New Orleans churches, according to Carroll, relied on ice to keep things cool for congregants. An underground vault near Rayne Memorial Methodist Church on St. Charles Avenue was stocked with ice and used to pipe cool air into the sanctuary. The St. Charles Avenue Presbyterian Church used a refrigeration machine in its underground storage center to chill brined water for cooling the church.
According to Masson, another cooling feature of New Orleans architecture could be brick or masonry walls. “The walls could act as a wick that draws water up through the building. When it evaporates from the walls, it acts like a terra cotta wine cooler.” Those huge pottery jars in old patios served a similar purpose in cooling water.

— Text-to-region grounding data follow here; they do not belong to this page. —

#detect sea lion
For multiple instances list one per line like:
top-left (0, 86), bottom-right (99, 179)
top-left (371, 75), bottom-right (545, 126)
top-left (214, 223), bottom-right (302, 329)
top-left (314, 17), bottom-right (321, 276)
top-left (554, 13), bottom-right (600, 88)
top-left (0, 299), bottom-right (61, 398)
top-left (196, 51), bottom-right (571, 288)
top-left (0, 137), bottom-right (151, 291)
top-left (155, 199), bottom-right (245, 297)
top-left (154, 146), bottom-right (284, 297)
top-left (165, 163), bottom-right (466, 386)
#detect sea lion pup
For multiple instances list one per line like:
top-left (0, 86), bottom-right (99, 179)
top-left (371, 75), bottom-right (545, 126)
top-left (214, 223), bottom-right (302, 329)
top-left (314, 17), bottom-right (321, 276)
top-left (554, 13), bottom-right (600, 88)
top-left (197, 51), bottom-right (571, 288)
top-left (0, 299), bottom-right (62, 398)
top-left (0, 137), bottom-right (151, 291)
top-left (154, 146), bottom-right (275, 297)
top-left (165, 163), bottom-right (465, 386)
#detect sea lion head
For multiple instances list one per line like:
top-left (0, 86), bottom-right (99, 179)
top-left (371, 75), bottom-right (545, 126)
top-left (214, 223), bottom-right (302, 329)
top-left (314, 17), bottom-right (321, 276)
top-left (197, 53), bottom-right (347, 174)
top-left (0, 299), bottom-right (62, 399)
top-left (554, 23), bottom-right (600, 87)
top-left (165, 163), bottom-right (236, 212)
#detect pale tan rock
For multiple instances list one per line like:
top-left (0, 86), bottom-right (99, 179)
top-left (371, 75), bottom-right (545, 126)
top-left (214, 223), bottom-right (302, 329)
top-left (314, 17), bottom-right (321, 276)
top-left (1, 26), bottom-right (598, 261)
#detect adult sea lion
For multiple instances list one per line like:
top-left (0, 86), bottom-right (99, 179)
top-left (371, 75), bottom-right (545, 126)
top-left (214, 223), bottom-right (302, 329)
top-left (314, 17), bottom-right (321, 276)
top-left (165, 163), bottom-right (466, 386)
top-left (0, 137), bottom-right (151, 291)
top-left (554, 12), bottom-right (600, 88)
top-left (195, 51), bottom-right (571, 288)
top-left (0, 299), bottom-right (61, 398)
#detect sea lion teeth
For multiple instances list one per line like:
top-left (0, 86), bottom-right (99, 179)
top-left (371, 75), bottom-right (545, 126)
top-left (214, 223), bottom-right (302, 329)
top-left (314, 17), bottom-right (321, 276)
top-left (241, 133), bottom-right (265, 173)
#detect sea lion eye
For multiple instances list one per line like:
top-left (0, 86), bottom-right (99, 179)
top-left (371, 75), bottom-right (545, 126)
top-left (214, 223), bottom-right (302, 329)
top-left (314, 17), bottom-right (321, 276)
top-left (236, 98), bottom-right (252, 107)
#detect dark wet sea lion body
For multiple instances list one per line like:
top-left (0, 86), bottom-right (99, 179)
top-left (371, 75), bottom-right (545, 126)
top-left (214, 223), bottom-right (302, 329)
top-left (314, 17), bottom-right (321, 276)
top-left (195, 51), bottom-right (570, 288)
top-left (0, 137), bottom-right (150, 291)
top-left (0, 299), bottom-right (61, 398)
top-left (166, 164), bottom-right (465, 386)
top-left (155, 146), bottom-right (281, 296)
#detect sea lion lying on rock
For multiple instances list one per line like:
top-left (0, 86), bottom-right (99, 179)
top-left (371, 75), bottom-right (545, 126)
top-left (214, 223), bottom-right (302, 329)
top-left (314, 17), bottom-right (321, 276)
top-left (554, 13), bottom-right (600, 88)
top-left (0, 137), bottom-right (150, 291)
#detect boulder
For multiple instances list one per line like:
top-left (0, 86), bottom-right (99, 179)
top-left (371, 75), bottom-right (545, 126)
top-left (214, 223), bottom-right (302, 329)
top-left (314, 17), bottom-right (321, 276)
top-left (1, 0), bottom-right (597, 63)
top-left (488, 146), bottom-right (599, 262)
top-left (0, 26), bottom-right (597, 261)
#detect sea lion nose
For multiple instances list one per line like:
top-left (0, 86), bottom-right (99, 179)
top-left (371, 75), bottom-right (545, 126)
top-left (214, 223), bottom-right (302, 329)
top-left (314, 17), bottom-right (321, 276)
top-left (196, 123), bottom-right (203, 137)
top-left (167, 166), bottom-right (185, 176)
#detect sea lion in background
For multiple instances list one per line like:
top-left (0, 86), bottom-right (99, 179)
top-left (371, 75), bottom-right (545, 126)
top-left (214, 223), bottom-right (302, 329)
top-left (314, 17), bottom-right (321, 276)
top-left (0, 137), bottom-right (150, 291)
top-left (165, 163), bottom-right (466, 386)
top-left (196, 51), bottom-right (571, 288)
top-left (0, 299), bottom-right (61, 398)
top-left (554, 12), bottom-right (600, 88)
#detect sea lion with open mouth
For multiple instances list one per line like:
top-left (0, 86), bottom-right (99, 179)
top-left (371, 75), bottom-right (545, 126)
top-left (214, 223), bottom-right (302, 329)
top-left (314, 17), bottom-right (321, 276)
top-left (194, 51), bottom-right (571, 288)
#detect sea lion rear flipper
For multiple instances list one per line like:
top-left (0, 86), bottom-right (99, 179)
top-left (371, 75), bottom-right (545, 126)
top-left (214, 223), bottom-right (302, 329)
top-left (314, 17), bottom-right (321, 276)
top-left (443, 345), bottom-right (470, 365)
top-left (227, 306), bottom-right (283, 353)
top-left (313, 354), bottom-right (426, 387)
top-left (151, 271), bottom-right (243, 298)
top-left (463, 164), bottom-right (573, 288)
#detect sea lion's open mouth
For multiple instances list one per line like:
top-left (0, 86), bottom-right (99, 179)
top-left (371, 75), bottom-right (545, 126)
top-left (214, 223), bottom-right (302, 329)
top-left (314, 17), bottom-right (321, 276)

Carroll recalled that the predecessor grocery at Langenstein’s Arabella Street location tried lawn sprinklers on the roof – leaks put an end to that. Somewhat more successful was the effort of the Boston Club in having a staff member stationed on the roof aiming a hose at the brick wall of the then-adjacent Harmony Club to provide cooling in the building’s side driveway area.
Mel and Gasper Schiro both have memories of cooling summer strategies. Mel recalls her family’s solution to the heat: “We would go out to the lake and we’d float on the inner tubes from my Daddy’s car.”
Gasper Schiro mentions seersucker suits and straw hats, and going across the lake. “My uncle’s house in Bay St. Louis had a screened sleeping porch. And, the house had a long side hall – I don’t think that hall ever really got hot.”
“We ate a lot of ice cream,” Gasper recalls.
One New Orleans favorite can still beat the heat: nectar ice cream sodas. Stay cool and think pink!
Flowing the Air
In the June of 1911, the Maison Blanche department store entrance on Canal Street attracted a crowd with a draft of cool air. As The Daily Picayune noted, the store had installed a system that forced air from a rooftop opening through a “screen” of flowing iced water, and then circulated the chilled air in ductwork inside the store. Finally, at ground level, an exhaust took the cooled air outside, where onlookers “stand in about the same position as they would in front of a stove, and make the same gestures, in an effort to cool off, as they would to get warm.”